Sunday, March 06, 2005

Cleaning Up at Lower Cost

Fine particles of ambient compositin at levels permitted by EPA in the community environment, and maybe 10-fold below OSHA occupational limits pose significant health hazards. As industrial hygienists, we reach for the industrial HEPA vacuum cleaner for any mess. This paper indicates that a commercial home cleaner will do just as well.

AIHAJ. 2001 Jul-Aug;62(4):482-93.

Particle emission characteristics of filter-equipped vacuum cleaners.

Trakumas S, Willeke K, Grinshpun SA, Reponen T, Mainelis G, Friedman W.Department of Environmental Health, University of Cincinnati, OH 45267-0056, USA.

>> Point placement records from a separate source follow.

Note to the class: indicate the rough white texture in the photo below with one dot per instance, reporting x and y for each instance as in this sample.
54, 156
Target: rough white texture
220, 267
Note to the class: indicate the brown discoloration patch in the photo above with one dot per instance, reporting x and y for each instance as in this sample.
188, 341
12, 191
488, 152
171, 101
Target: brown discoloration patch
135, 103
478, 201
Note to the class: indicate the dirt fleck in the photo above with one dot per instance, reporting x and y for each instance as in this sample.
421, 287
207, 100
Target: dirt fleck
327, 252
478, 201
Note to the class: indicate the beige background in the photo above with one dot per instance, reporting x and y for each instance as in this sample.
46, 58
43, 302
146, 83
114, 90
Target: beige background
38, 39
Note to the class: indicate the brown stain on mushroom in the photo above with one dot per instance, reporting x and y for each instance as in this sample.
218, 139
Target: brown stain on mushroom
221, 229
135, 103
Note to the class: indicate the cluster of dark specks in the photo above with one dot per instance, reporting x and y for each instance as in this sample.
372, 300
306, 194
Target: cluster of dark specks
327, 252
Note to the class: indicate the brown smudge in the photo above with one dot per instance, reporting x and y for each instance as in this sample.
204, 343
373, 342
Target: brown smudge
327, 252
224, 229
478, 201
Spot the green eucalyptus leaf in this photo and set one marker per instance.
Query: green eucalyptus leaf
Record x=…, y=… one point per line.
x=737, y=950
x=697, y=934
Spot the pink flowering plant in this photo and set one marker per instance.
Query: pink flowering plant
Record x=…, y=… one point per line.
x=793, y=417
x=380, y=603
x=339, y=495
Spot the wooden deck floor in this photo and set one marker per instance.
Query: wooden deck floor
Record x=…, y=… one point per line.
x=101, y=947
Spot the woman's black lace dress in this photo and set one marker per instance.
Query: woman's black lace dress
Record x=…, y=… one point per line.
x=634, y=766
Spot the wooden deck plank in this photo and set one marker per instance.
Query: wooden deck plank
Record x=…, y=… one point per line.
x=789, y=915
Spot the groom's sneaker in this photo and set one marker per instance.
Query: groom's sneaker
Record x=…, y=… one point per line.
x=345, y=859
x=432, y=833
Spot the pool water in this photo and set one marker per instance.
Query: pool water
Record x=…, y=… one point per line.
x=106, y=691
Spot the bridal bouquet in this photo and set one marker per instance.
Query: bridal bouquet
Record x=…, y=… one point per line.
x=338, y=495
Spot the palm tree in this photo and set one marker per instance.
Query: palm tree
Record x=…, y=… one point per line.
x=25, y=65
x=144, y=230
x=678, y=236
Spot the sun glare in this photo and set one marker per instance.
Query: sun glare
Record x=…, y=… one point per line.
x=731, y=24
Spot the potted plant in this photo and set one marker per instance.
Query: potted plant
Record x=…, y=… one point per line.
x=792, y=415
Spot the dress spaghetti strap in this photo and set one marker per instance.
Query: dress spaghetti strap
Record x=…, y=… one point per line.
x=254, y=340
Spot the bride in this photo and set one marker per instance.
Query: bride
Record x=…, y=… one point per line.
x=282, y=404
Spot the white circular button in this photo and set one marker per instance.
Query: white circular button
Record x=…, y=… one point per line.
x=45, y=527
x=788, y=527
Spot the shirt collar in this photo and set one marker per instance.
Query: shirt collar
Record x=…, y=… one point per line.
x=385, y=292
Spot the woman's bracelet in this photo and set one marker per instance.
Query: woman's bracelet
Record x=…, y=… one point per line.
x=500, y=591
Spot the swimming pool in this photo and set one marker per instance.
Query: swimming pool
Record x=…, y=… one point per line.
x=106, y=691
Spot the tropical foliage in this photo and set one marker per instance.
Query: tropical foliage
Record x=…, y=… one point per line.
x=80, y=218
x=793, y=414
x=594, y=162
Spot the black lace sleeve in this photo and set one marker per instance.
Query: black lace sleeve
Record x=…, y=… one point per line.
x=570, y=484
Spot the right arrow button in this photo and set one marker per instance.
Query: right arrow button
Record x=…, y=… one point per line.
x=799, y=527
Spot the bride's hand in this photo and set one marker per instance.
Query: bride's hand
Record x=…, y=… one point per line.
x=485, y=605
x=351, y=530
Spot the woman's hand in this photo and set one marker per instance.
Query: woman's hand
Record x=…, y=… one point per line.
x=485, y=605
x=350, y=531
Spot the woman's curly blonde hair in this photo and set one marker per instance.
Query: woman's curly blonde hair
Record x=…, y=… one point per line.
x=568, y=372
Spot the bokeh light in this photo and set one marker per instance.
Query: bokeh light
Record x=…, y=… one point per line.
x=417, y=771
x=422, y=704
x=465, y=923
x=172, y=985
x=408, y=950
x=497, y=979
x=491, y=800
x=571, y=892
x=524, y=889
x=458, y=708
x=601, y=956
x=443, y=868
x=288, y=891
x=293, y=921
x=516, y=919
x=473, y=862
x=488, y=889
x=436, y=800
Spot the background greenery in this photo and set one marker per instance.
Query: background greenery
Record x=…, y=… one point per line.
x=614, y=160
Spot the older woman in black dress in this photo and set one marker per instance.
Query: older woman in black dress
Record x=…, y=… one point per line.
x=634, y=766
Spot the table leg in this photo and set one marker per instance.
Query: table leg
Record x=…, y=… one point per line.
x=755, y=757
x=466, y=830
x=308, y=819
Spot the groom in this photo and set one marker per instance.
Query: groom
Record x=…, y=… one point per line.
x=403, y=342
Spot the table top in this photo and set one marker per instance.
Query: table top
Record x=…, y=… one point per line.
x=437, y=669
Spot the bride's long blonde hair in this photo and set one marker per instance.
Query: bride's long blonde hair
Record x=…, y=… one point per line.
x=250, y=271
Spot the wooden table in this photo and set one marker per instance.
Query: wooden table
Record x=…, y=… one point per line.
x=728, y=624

Industrial vacuum cleaners with final high-efficiency particulate air (HEPA) filters traditionally have been used for cleanup operations in which all of the nozzle-entrained dust must be collected with high efficiency, for example, after lead-based paint abatement in homes. In this study household vacuum cleaners ranging from $70 to $650 and an industrial vacuum cleaner costing more than $1400 were evaluated relative to their collection efficiency immediately after installing new primary dust collectors in them. Using newly developed testing technology, some of the low-cost household vacuum cleaners equipped with a final HEPA filter were found to have initial overall filtration efficiencies comparable to those of industrial vacuum cleaners equipped with a final HEPA filter. The household vacuum cleaners equipped with a final HEPA filter efficiently collect about 100% of the dry dust entrained by the nozzle. For extensive cleaning efforts and for vacuum cleaning of wet surfaces, however, industrial vacuum cleaners may have an advantage, including ruggedness and greater loading capacity. The methods and findings of this study are applicable to field evaluations of vacuum cleaners.